Si tratta di ragioni aventi carattere di novità rispetto alle questioni proposte con il ricorso, con cui si introducono censure inammissibili, in quanto non tempestivamente dedotte in sede di impugnazione (cfr. Sez. 6, n. 36206 del 30/09/2020, Rv. 280294 - 01: «In materia di impugnazioni, la facoltà del ricorrente di presentare motivi nuovi incontra il limite del necessario riferimento ai motivi principali, di cui primi devono rappresentare mero sviluppo o migliore esposizione, ma sempre ricollegabili ai capi e ai punti già dedotti, sicché sono ammissibili soltanto motivi aggiunti con i quali si alleghino ragioni di carattere giuridico diverse o ulteriori, ma non anche motivi con i quali si intenda allargare l'ambito del predetto "petitum", introducendo censure non tempestivamente formalizzate entro i termini per l'impugnazione »).
Ad ogni modo, per completezza argomentativa, è d'uopo rammentare come, in tema di prevenzione degli infortuni sul lavoro, in caso di distacco di un lavoratore da un'impresa ad un'altra, permane sul datore di lavoro distaccante, oltre all'obbligo di informare e formare il lavoratore sui rischi tipici generalmente connessi allo svolgimento delle mansioni per le quali questo viene distaccato, anche quello di vigilare sulla corretta funzionalità dei presidi di cui è dotato il lavoratore (cfr. in argomento Sez. 4, n. 4480 del 17/11/2020, dep. 05/02/2021, Rv. 280392 - 01).

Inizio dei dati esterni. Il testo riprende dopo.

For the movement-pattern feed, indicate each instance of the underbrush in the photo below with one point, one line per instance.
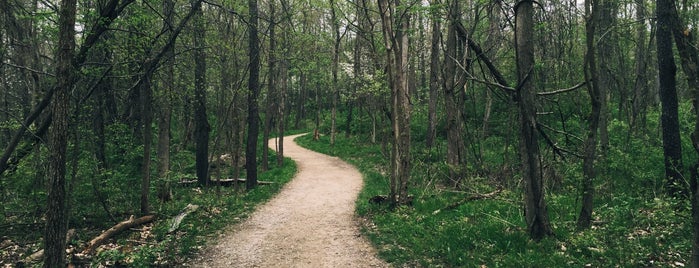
(149, 245)
(632, 228)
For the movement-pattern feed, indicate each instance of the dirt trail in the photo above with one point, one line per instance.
(310, 223)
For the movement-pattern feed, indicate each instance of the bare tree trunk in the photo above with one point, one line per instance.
(434, 80)
(147, 120)
(639, 103)
(56, 215)
(395, 31)
(454, 83)
(254, 87)
(271, 102)
(201, 121)
(686, 46)
(596, 98)
(164, 119)
(535, 211)
(336, 61)
(672, 147)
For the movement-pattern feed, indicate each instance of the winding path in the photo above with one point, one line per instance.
(310, 223)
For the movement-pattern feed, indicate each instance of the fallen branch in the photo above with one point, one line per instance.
(221, 182)
(468, 199)
(36, 256)
(119, 227)
(178, 219)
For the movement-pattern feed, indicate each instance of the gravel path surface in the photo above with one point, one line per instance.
(310, 223)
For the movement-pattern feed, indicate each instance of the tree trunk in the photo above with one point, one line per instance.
(686, 46)
(638, 102)
(336, 61)
(395, 32)
(147, 132)
(168, 88)
(271, 106)
(596, 98)
(56, 212)
(535, 211)
(672, 147)
(454, 82)
(254, 91)
(434, 80)
(201, 121)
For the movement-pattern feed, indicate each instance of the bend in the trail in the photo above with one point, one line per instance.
(310, 223)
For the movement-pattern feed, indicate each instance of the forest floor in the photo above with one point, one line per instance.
(310, 223)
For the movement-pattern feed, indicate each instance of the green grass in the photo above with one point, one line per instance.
(217, 211)
(630, 230)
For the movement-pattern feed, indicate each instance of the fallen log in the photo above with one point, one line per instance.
(221, 182)
(468, 199)
(178, 219)
(39, 255)
(119, 227)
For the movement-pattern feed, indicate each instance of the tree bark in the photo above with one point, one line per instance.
(454, 83)
(201, 121)
(56, 215)
(596, 98)
(686, 46)
(336, 61)
(535, 211)
(640, 94)
(254, 91)
(395, 32)
(164, 120)
(147, 121)
(434, 80)
(271, 102)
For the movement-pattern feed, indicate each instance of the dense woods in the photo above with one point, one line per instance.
(575, 106)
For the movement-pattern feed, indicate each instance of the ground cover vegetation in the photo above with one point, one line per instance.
(635, 224)
(568, 129)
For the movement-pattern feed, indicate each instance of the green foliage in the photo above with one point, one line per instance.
(219, 207)
(631, 227)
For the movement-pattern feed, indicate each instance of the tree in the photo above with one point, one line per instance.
(396, 25)
(165, 98)
(202, 127)
(253, 92)
(57, 214)
(685, 42)
(455, 66)
(672, 146)
(337, 39)
(434, 77)
(535, 211)
(640, 92)
(596, 98)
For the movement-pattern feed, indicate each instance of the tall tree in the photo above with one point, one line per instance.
(535, 211)
(685, 42)
(454, 82)
(672, 146)
(592, 8)
(640, 92)
(335, 23)
(434, 76)
(165, 98)
(395, 22)
(202, 127)
(56, 212)
(253, 92)
(271, 110)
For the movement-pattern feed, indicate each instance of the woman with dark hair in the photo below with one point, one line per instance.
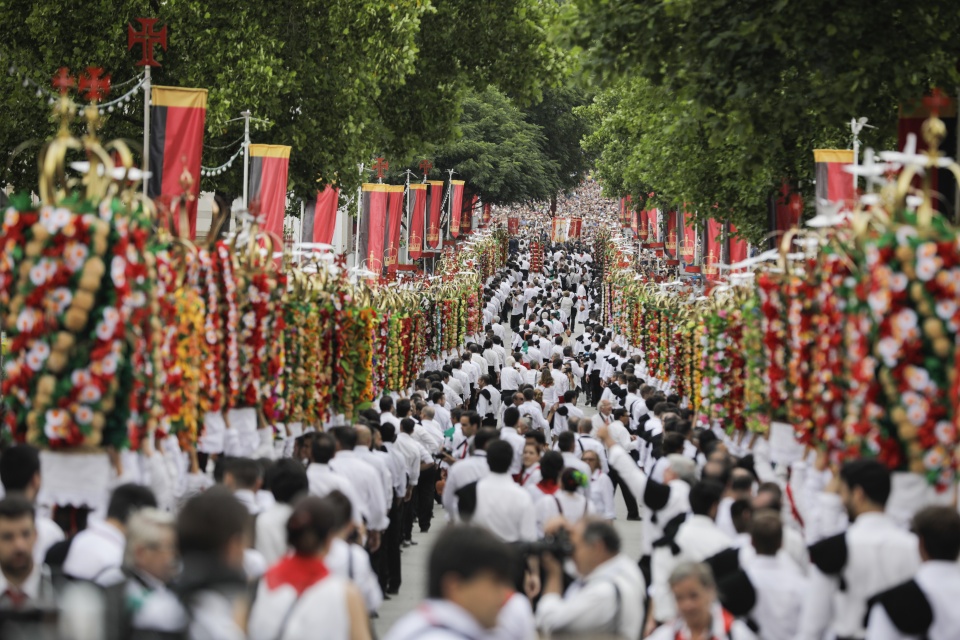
(569, 502)
(298, 595)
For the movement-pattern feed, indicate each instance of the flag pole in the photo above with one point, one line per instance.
(146, 127)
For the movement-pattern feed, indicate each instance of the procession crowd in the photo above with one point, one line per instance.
(500, 440)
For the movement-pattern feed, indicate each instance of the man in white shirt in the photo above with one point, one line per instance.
(20, 473)
(503, 507)
(697, 539)
(606, 600)
(96, 553)
(927, 605)
(463, 476)
(873, 555)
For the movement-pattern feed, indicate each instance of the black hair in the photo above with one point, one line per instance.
(128, 498)
(209, 521)
(467, 552)
(871, 476)
(346, 437)
(551, 464)
(704, 496)
(499, 456)
(287, 479)
(939, 530)
(323, 448)
(15, 506)
(310, 525)
(18, 466)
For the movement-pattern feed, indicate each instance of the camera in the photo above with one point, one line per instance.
(558, 545)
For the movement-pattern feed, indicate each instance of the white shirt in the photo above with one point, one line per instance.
(271, 526)
(940, 582)
(601, 495)
(94, 551)
(880, 556)
(698, 539)
(460, 475)
(505, 509)
(780, 592)
(591, 605)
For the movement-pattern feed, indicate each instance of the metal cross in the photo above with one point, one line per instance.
(380, 166)
(146, 39)
(94, 85)
(63, 81)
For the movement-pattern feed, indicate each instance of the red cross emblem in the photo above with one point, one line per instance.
(146, 39)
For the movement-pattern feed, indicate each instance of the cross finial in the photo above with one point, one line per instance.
(94, 85)
(380, 166)
(146, 39)
(63, 81)
(935, 102)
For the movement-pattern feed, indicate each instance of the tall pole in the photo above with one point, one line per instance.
(246, 156)
(146, 126)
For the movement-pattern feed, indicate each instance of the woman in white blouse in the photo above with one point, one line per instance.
(601, 487)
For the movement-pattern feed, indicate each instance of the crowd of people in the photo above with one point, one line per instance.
(520, 443)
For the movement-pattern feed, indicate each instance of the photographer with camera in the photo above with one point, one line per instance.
(608, 595)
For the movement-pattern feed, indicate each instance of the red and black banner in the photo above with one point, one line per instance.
(177, 118)
(415, 243)
(320, 216)
(833, 183)
(373, 226)
(391, 240)
(434, 200)
(456, 206)
(269, 164)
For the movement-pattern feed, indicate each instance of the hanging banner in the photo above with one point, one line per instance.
(373, 223)
(456, 206)
(833, 183)
(177, 119)
(434, 200)
(391, 240)
(323, 222)
(688, 251)
(415, 244)
(671, 244)
(740, 248)
(268, 184)
(713, 249)
(912, 116)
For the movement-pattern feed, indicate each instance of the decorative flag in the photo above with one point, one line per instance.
(373, 223)
(739, 247)
(320, 216)
(456, 206)
(392, 228)
(713, 253)
(415, 242)
(177, 118)
(268, 184)
(670, 244)
(434, 200)
(912, 116)
(689, 250)
(833, 183)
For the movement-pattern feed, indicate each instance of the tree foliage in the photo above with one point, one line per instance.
(763, 82)
(339, 80)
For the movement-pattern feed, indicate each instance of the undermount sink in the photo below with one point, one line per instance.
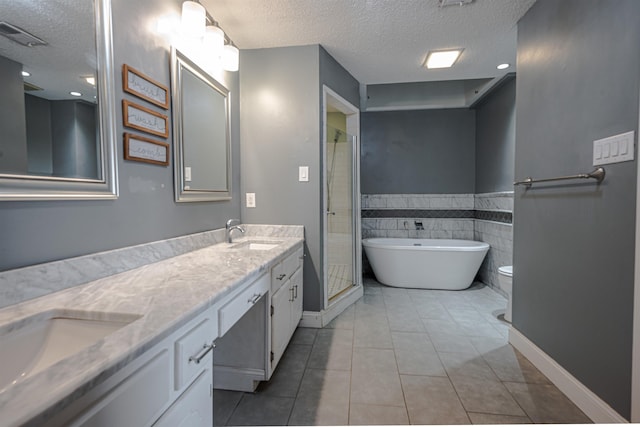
(256, 245)
(34, 344)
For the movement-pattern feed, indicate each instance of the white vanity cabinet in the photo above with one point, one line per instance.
(249, 351)
(171, 384)
(286, 304)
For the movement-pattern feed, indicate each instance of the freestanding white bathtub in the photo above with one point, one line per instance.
(425, 263)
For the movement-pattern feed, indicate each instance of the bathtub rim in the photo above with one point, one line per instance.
(454, 245)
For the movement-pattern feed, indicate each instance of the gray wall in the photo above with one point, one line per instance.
(38, 113)
(280, 131)
(13, 143)
(336, 77)
(496, 139)
(423, 151)
(36, 232)
(281, 105)
(73, 129)
(577, 307)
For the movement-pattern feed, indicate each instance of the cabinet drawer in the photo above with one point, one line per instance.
(193, 352)
(231, 312)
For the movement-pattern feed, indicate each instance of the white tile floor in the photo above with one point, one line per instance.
(403, 356)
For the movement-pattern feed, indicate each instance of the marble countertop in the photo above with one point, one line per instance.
(166, 294)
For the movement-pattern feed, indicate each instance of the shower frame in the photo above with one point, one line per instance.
(334, 307)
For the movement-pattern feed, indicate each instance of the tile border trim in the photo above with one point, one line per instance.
(496, 216)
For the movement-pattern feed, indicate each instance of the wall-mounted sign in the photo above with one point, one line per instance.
(136, 83)
(142, 118)
(142, 149)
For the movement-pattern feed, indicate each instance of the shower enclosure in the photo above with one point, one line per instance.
(340, 201)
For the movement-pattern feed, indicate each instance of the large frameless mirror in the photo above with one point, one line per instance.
(57, 109)
(201, 133)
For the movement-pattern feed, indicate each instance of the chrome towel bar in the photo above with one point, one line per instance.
(597, 174)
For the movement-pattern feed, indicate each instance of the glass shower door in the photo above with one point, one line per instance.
(340, 211)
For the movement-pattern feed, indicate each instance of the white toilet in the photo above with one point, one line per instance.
(505, 279)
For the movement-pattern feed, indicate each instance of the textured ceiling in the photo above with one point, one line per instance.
(382, 41)
(67, 26)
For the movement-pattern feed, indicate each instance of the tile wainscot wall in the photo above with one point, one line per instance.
(484, 217)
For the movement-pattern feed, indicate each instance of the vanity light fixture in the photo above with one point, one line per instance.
(442, 58)
(202, 36)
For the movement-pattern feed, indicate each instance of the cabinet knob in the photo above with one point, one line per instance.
(254, 299)
(206, 348)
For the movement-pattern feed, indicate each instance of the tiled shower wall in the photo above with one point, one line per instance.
(484, 217)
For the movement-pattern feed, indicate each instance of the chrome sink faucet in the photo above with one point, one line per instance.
(232, 224)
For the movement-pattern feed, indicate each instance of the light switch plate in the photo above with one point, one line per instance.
(614, 149)
(251, 200)
(303, 173)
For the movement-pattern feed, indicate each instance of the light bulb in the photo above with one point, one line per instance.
(231, 58)
(194, 19)
(214, 41)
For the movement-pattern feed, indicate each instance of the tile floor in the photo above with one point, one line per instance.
(402, 356)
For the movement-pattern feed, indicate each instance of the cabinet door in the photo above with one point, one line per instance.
(194, 408)
(138, 401)
(280, 321)
(296, 304)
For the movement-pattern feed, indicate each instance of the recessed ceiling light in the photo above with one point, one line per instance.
(442, 58)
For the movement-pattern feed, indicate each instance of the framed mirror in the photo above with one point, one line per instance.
(57, 112)
(201, 133)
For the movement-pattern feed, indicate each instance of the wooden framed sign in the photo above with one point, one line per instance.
(142, 149)
(136, 83)
(142, 118)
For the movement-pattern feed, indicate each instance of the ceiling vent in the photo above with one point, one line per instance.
(19, 35)
(444, 3)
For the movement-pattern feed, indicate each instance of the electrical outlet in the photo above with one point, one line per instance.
(251, 200)
(303, 173)
(614, 149)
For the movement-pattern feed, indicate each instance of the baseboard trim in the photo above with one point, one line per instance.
(594, 407)
(320, 319)
(237, 379)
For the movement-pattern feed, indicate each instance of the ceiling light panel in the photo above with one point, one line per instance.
(442, 58)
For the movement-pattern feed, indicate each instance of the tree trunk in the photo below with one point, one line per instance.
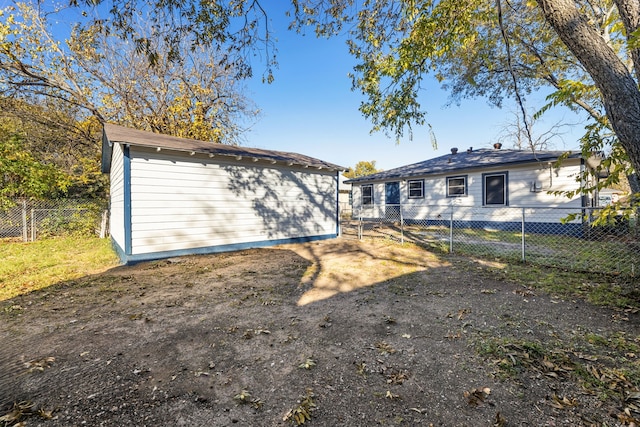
(616, 84)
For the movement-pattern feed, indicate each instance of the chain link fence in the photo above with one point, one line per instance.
(556, 237)
(29, 220)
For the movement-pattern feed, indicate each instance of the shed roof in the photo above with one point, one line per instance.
(120, 134)
(466, 160)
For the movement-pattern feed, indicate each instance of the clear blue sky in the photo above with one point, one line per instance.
(310, 109)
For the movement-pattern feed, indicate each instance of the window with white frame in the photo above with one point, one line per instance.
(416, 189)
(367, 194)
(456, 186)
(495, 189)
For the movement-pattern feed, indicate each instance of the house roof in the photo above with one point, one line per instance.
(119, 134)
(465, 160)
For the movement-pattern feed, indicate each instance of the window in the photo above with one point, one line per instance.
(416, 189)
(456, 186)
(495, 189)
(367, 194)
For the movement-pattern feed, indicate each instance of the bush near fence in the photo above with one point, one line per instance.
(543, 236)
(29, 220)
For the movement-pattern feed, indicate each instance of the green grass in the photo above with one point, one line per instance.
(27, 267)
(598, 289)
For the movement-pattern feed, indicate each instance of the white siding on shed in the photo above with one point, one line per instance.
(181, 202)
(116, 221)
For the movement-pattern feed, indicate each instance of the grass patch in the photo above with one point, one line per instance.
(598, 289)
(27, 267)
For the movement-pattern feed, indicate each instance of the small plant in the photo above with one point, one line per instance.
(384, 347)
(389, 320)
(17, 413)
(245, 398)
(303, 412)
(307, 364)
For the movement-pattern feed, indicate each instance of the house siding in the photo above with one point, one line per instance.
(182, 202)
(117, 205)
(435, 205)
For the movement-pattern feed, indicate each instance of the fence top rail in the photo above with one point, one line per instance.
(448, 205)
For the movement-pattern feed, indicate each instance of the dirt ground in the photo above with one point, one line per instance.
(333, 333)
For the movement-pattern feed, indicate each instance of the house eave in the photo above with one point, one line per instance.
(118, 134)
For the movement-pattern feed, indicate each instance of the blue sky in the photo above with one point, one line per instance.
(310, 109)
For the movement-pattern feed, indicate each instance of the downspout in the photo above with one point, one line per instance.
(126, 166)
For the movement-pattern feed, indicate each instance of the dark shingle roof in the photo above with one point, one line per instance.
(114, 133)
(465, 160)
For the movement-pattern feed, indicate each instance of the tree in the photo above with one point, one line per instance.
(24, 176)
(587, 51)
(521, 132)
(362, 168)
(186, 92)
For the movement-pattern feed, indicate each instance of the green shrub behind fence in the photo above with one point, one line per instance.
(29, 220)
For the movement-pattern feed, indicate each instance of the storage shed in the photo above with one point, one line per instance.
(174, 196)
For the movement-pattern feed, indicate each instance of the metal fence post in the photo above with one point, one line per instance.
(25, 227)
(33, 225)
(451, 230)
(401, 226)
(523, 239)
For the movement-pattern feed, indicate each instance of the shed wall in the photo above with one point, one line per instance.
(117, 205)
(187, 202)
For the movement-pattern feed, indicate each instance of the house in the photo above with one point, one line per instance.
(174, 196)
(485, 186)
(344, 196)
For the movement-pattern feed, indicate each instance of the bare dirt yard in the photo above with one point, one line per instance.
(333, 333)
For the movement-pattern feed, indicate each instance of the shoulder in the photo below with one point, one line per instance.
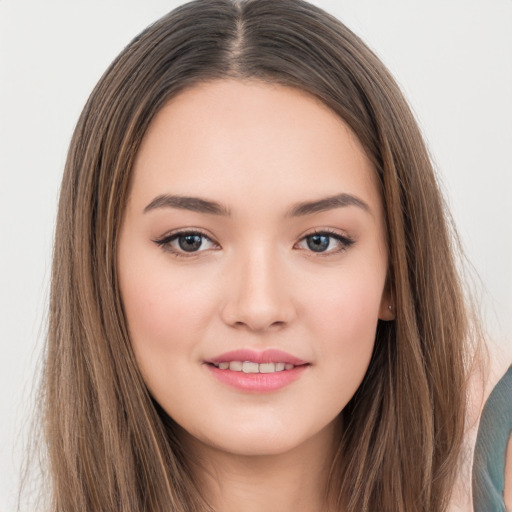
(492, 465)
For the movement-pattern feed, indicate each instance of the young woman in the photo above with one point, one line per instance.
(254, 301)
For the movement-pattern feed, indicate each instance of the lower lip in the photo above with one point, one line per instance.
(258, 382)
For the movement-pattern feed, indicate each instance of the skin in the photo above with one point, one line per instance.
(507, 490)
(257, 149)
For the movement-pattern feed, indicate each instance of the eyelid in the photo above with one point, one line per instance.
(345, 240)
(165, 241)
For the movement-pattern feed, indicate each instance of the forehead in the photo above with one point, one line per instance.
(232, 139)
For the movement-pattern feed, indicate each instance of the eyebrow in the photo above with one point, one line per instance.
(194, 204)
(199, 205)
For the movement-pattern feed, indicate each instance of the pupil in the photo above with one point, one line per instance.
(318, 243)
(190, 243)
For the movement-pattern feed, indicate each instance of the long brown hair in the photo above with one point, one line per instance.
(110, 446)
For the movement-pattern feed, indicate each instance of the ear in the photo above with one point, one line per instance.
(387, 311)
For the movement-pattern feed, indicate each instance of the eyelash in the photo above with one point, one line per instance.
(165, 242)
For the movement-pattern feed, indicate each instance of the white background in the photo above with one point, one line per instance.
(453, 59)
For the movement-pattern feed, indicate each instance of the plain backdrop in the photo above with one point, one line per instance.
(453, 59)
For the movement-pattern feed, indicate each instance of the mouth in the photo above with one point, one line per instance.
(260, 372)
(254, 367)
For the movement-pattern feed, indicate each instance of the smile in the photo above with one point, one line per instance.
(253, 367)
(257, 371)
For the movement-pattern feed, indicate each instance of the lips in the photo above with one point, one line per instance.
(266, 356)
(249, 370)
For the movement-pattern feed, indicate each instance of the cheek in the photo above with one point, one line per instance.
(345, 320)
(165, 311)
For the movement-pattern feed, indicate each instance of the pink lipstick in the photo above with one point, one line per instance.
(249, 370)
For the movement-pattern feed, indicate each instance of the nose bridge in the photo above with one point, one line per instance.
(259, 298)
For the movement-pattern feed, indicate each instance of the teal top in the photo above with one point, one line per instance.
(491, 444)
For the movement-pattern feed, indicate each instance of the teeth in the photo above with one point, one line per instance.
(252, 367)
(236, 366)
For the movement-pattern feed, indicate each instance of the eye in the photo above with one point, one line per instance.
(186, 242)
(325, 242)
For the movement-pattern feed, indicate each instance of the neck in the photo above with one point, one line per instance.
(284, 482)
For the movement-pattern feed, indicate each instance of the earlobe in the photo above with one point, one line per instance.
(386, 311)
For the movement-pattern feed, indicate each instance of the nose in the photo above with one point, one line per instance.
(259, 295)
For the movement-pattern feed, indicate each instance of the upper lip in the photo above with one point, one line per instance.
(265, 356)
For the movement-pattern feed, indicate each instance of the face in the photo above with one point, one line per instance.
(252, 263)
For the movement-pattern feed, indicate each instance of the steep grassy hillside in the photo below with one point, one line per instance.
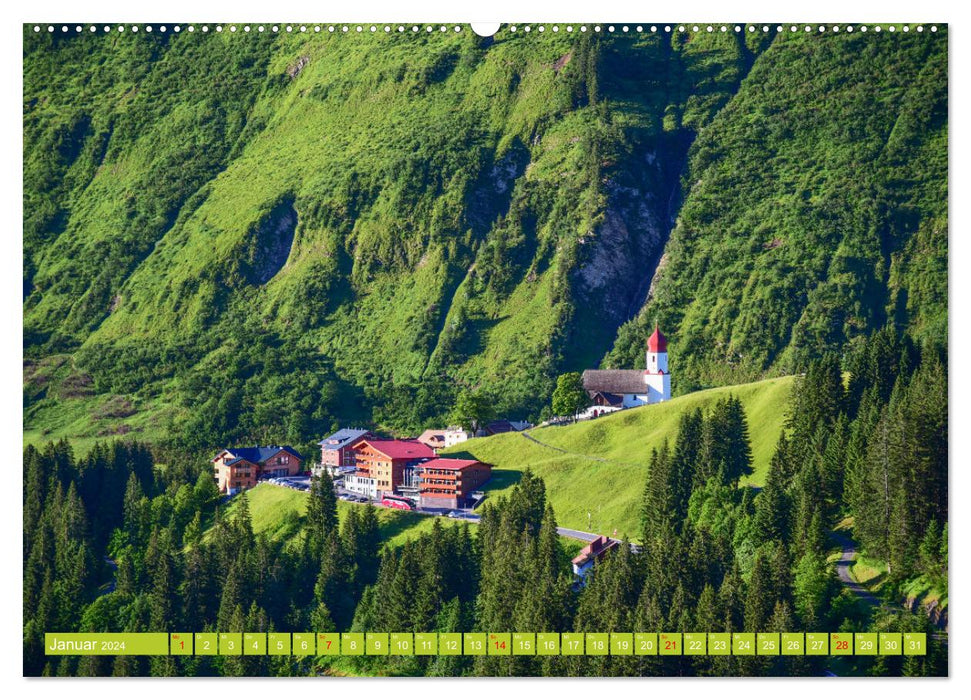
(278, 512)
(816, 212)
(261, 236)
(601, 469)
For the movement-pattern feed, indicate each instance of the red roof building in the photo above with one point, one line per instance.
(385, 461)
(657, 342)
(449, 483)
(584, 562)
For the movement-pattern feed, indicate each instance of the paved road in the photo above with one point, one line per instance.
(843, 569)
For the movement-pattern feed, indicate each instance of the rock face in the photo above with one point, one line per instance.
(271, 242)
(620, 265)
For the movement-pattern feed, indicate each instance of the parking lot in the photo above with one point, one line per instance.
(300, 483)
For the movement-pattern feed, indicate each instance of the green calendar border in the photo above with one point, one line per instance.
(487, 644)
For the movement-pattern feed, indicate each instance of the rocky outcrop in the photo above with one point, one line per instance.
(272, 239)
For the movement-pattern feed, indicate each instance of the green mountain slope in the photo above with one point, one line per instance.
(599, 467)
(816, 212)
(278, 512)
(259, 237)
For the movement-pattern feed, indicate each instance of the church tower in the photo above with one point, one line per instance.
(656, 376)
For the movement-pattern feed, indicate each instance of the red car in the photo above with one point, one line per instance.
(400, 503)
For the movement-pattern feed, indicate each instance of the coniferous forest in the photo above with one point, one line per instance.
(260, 239)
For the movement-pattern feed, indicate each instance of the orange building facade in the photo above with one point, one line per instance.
(449, 483)
(238, 469)
(385, 461)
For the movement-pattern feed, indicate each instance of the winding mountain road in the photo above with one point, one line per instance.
(846, 559)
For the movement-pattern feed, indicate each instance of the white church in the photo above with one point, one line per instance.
(614, 389)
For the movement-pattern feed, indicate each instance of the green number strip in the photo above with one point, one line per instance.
(487, 644)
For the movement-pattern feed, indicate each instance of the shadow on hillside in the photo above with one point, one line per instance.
(400, 522)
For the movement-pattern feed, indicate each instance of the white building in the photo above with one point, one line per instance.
(626, 388)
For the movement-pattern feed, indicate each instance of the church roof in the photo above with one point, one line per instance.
(614, 381)
(657, 342)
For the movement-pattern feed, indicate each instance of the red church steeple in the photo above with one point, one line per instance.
(657, 342)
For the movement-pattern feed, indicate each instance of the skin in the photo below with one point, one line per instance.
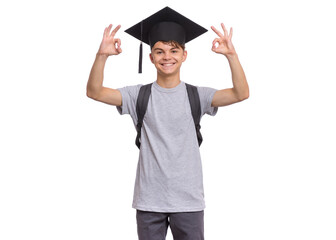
(168, 61)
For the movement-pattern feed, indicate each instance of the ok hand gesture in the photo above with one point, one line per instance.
(224, 44)
(110, 45)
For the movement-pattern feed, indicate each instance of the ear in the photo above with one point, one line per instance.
(185, 54)
(151, 58)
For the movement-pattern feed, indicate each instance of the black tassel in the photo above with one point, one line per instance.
(140, 58)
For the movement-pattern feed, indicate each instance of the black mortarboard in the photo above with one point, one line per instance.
(165, 25)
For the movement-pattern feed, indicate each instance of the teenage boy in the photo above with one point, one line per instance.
(169, 182)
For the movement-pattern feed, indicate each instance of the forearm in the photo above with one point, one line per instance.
(240, 85)
(95, 82)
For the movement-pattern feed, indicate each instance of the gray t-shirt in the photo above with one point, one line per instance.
(169, 173)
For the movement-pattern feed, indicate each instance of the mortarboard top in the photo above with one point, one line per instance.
(165, 25)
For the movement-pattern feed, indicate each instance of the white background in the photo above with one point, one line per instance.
(68, 163)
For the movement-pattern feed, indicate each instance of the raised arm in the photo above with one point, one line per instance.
(240, 90)
(109, 46)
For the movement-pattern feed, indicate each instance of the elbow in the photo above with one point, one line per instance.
(91, 94)
(243, 96)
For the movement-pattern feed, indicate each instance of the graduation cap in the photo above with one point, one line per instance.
(165, 25)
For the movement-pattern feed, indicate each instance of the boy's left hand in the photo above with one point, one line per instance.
(224, 43)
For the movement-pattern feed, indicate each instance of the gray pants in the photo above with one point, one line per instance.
(184, 225)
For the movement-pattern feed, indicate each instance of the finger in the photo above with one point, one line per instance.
(231, 32)
(118, 42)
(107, 30)
(224, 29)
(217, 32)
(115, 30)
(217, 40)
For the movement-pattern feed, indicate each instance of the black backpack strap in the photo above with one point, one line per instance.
(195, 106)
(141, 107)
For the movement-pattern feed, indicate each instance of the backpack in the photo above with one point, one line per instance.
(142, 102)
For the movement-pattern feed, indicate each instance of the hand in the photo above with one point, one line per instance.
(110, 45)
(224, 42)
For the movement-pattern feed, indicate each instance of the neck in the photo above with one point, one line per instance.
(168, 81)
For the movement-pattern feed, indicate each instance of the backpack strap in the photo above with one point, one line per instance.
(195, 106)
(141, 107)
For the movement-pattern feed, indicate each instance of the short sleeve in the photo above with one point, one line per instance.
(206, 95)
(129, 96)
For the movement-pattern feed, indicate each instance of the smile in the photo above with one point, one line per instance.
(167, 64)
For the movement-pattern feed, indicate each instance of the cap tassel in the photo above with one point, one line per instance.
(140, 58)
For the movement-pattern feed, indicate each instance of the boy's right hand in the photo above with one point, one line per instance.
(110, 45)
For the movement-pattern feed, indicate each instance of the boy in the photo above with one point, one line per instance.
(169, 182)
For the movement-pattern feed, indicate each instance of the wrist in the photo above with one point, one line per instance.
(231, 56)
(102, 56)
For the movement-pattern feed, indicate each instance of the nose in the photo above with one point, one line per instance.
(167, 56)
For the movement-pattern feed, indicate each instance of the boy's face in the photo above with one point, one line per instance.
(167, 58)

Quanto al rilievo riguardante l'iniziativa del lavoratore, la doglianza ha trovato compiuta risposta nella sentenza di primo grado: ivi si evidenzia il difetto di un'adeguata formazione specifica del dipendente, da cui è derivata la mancata conoscenza di modalità operative suscettibili di tenerlo indenne dai rischi collegati alla movimentazione delle merci. Con riferimento a tale ultimo profilo è opportuno richiamare la copiosa giurisprudenza di questa Corte che riconduce a responsabilità datoriale l'infortunio derivato da condotte imprudenti del lavoratore al cospetto di una carente formazione (ex multis Sez. 4, n. 8163 del 13/02/2020, Rv. 278603 - 01:"Il datore di lavoro che non adempie agli obblighi di informazione e formazione gravanti su di lui e sui suoi delegati risponde, a titolo di colpa specifica, dell'infortunio dipeso dalla negligenza del lavoratore che, nell'espletamento delle proprie mansioni, ponga in essere condotte imprudenti, trattandosi di conseguenza diretta e prevedibile della inadempienza degli obblighi formativi, né l'adempimento di tali obblighi e surrogabile dal personale bagaglio di conoscenza del lavoratore").
5. Al rigetto del ricorso consegue la condanna del ricorrente al pagamento delle spese processuali.
 


P.Q.M.
 



Rigetta il ricorso e condanna il ricorrente al pagamento delle spese processuali.